Schumer: No Vote on FBI Director Until Special Prosecutor Named
Senate Minority Leader Chuck Schumer told CNN's Jake Tapper on "State of the Union" that he would support an effort by Senate Democrats to refuse a vote on President Trump's nominee to be the new director of the FBI if a special prosecutor is not named to investigate Russian involvement in the 2017 campaign.
The notion that Democrats might refuse to vote on any nominee put forward by Trump to be the bureau’s director was first floated last week by a handful of lawmakers including Sens. Mark Warner (D-Va.), Heidi Heitkamp (D-N.D.) and Kirsten Gillibrand (D-N.Y.). Schumer, who spoke Sunday morning to CNN’s “State of the Union,” is the highest-profile Democrat to back such a plan.
“Yes, I think there are a lot of Democrats who feel that way,” Schumer told host Jake Tapper when asked whether he would support a move to block any potential FBI director until an independent investigator is named. “We will have to discuss it as a caucus, but I would support that move, because who the FBI director is, is related to who the special prosecutor is.”

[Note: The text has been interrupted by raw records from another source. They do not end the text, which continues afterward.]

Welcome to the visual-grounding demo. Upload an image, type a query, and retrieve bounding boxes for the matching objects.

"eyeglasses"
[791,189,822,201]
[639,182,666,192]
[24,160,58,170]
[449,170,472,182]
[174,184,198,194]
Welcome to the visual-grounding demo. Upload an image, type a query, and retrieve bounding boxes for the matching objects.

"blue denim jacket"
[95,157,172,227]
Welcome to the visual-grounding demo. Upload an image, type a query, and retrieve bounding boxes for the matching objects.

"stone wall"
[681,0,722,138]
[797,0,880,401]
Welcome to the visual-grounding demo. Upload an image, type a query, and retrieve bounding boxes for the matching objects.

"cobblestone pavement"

The president’s decision to fire FBI Director James Comey last week raised eyebrows from lawmakers on both sides of the aisle, especially given the FBI’s ongoing investigation into Trump’s campaign. The president did little to calm concerns about Comey’s dismissal when he told NBC News in an interview that he weighed the Russia investigation, which he called a “made-up story,” as he made up his mind to fire the FBI director.
As the Senate’s minority party, Democrats would have little power to truly block a new FBI director, whose nomination would need only a simple majority to clear the bar of confirmation. But a partisan battle over the head of the FBI would be new territory for the Senate, which typically confirms the bureau’s director with essentially universal bipartisan support. (Comey was confirmed by a vote of 93-1 in 2013.)

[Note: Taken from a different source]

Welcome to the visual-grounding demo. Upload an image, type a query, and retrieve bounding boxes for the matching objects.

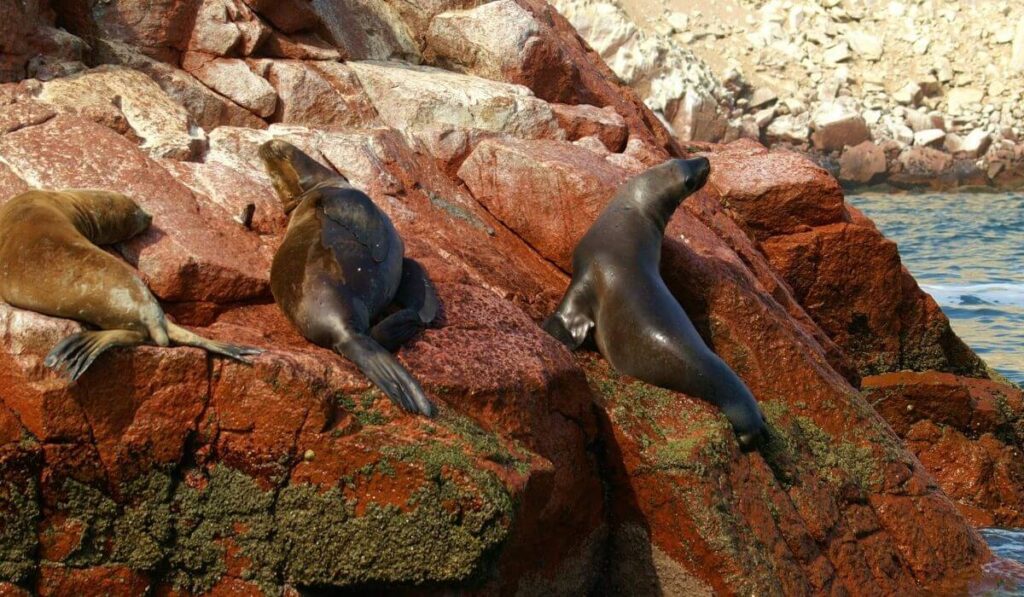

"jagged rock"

Schumer predicted that the plan would enjoy “broad support” among Senate Democrats, as well as among the American people.
Democrats sure have fallen in love with special prosecutors, haven't they? The IRS can target conservatives for special treatment, but we trusted the Democratic Justice Department to thoroughly and fairly investigate that, right? Ditto for Fast and Furious, Benghazi, Hillary's emails, and any one of a half dozen more instances of abuse of power, unconstitutional actions, or illegal activities carried out by the Obama administration. We didn't need a special prosecutor for any of those, said Democrats at the time.
Now, suddenly (!) we need a special prosecutor for...sorry, but I've lost track. How many "special prosecutors" have the Democrats called for in the first four months of the Trump administration?
As for a new FBI director, it's not really necessary for the smooth functioning of the bureau to have a permanent director. If Democrats want to look like spoiled brats by refusing the courtesy of voting on a new nominee, that's their choice.